Shareholder rebellions surge as FTSE 100 pay disputes double
Shareholder rebellions jumped by a quarter at 2018 annual general meetings as protests about pay at FTSE 100 companies doubled.
The Investment Association, which compiled the figures, said it added 120 FTSE All-Share companies to its register of companies that had at least 20% dissent for AGM resolutions.
The total number of contentious resolutions recorded by the end of July was 237 – up 25% from a year earlier. The total included 29 "repeat offenders" that suffered protests over the same resolution that caused unrest a year earlier.

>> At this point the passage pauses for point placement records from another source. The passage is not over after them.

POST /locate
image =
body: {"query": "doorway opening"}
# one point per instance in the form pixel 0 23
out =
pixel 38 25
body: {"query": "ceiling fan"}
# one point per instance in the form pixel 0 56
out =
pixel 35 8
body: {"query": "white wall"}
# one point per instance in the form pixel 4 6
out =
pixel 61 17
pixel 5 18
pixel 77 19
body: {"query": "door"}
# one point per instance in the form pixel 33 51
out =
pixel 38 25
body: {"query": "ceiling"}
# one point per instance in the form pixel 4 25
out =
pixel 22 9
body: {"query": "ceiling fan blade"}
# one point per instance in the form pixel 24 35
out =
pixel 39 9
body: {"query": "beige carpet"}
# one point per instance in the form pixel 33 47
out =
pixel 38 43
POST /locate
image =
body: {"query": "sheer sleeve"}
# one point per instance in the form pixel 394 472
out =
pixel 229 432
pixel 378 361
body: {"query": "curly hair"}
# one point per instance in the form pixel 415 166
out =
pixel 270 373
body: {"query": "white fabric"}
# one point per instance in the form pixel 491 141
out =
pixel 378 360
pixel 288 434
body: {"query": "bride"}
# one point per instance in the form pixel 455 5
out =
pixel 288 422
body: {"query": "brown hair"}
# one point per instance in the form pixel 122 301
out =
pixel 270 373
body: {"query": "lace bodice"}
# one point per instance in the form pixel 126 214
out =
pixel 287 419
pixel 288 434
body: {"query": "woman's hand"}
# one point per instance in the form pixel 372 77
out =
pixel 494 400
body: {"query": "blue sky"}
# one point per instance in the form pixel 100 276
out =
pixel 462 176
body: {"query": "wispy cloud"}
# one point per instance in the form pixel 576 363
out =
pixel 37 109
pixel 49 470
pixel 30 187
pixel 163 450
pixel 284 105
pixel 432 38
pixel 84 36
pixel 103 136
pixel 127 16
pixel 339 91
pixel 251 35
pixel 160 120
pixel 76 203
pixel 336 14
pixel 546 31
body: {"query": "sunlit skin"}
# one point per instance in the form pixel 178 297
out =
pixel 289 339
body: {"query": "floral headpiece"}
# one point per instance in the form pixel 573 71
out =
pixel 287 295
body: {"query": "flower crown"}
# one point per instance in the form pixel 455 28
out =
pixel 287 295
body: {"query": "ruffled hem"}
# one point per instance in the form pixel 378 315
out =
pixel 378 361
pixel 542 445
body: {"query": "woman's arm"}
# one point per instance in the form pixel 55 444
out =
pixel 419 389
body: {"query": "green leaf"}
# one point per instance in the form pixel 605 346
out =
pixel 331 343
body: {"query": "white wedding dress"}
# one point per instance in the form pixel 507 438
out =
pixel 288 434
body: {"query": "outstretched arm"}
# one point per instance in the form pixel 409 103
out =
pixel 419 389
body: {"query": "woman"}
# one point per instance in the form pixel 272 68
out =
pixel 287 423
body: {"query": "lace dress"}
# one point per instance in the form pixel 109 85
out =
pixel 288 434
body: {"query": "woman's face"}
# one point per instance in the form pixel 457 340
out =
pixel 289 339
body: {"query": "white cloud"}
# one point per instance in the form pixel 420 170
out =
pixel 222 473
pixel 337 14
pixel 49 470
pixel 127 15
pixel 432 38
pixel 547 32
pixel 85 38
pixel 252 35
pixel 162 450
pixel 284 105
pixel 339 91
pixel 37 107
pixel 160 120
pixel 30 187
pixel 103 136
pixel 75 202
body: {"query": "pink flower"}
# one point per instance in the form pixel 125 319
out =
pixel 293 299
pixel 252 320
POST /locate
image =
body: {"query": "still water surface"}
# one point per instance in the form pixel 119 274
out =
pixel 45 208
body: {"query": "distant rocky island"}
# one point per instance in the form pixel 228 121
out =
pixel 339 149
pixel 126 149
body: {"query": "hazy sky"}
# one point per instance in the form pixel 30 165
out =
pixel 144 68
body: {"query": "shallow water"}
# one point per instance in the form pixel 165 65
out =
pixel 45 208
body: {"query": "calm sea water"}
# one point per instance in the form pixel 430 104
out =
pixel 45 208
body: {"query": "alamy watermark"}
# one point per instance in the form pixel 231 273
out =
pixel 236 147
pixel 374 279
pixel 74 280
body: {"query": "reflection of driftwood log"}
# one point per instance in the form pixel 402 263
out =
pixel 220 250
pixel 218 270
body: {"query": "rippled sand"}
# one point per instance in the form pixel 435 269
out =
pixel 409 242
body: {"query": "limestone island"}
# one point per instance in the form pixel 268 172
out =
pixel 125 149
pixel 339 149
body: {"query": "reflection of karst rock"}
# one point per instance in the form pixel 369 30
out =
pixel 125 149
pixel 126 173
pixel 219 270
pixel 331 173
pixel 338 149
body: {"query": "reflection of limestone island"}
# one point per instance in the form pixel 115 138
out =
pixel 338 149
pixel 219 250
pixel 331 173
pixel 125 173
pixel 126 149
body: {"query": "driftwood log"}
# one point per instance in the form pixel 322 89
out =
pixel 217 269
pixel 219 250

Executive pay declined as an issue overall but the number of FTSE 100 pay resolutions attracting protests doubled to 18. Persimmon and Melrose were two of the FTSE 100 companies that suffered rebellions over pay in 2018.

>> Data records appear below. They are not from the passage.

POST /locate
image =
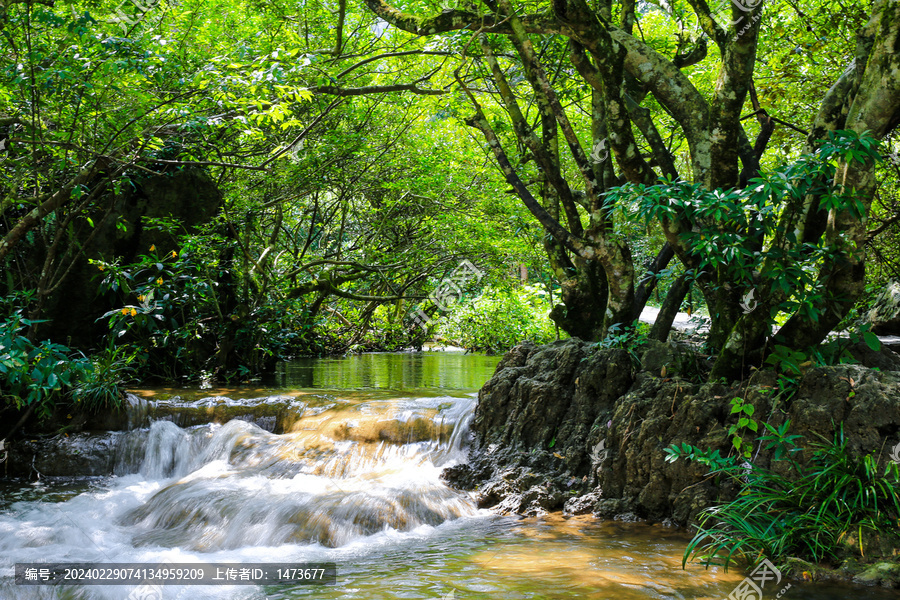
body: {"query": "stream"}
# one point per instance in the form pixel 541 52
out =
pixel 347 472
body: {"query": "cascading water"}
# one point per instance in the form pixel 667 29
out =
pixel 345 472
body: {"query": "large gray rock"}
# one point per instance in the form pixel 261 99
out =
pixel 885 313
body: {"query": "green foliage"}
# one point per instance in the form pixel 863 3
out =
pixel 40 375
pixel 745 423
pixel 738 234
pixel 179 310
pixel 813 512
pixel 499 319
pixel 34 374
pixel 101 385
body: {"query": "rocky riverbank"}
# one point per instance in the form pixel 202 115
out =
pixel 568 426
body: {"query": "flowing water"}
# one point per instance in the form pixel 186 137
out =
pixel 345 471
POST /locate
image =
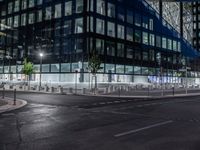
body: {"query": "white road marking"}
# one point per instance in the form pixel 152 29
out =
pixel 144 128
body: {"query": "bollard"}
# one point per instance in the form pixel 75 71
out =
pixel 119 91
pixel 3 92
pixel 70 90
pixel 60 90
pixel 106 90
pixel 173 90
pixel 14 97
pixel 84 91
pixel 52 89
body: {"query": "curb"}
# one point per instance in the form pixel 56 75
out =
pixel 143 97
pixel 9 106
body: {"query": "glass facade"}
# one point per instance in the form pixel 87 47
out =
pixel 67 31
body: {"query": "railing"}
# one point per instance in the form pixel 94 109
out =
pixel 169 26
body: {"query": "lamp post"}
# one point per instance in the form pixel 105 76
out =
pixel 41 56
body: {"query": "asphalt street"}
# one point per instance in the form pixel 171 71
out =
pixel 55 122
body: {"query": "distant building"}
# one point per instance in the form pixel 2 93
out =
pixel 133 41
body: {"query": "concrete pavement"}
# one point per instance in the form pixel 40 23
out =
pixel 11 105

Almost half of votes cast at Persimmon’s AGM opposed chief executive Jeff Fairburn’s £47m payday and a quarter of votes failed to back Simon Peckham’s £43m package at Melrose. Their pay deals sent average FTSE 100 pay up 23% to £5.7m, figures from the High Pay Centre showed earlier in August.

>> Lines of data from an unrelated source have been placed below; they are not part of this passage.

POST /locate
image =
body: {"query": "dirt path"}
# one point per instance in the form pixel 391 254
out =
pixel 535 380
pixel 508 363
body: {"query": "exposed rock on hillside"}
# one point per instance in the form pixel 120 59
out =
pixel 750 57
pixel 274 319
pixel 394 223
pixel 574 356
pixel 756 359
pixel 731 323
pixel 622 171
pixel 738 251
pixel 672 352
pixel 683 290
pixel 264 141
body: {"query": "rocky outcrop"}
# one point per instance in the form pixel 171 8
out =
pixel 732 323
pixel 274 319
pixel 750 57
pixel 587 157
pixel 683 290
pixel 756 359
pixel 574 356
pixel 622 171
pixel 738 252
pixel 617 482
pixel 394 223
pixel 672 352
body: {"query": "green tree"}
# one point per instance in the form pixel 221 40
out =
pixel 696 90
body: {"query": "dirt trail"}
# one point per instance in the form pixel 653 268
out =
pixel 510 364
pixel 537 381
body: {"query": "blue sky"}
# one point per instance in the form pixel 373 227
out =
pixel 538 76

The Investment Association, which represents the UK’s big fund managers, said its research showed shareholders targeting individual directors, especially chairmen, at offending companies. The number of rebellions over directors’ reappointments more than doubled to 80, including 37 in the FTSE 250, from a total of 38 a year earlier.
Chris Cummings, the Investment Association’s CEO, said: “There was a deeply disappointing jump in the number of FTSE 100 companies that saw pay rebellions in 2018. Shareholders clearly remain unimpressed with the approach to pay last year.
“Shareholders are using their votes to hold individual directors to account for decisions they made on issues such as executive pay and board diversity, as well as concerns that individual directors do not have the bandwidth to fulfil their roles as they spread themselves too thinly on too many boards.”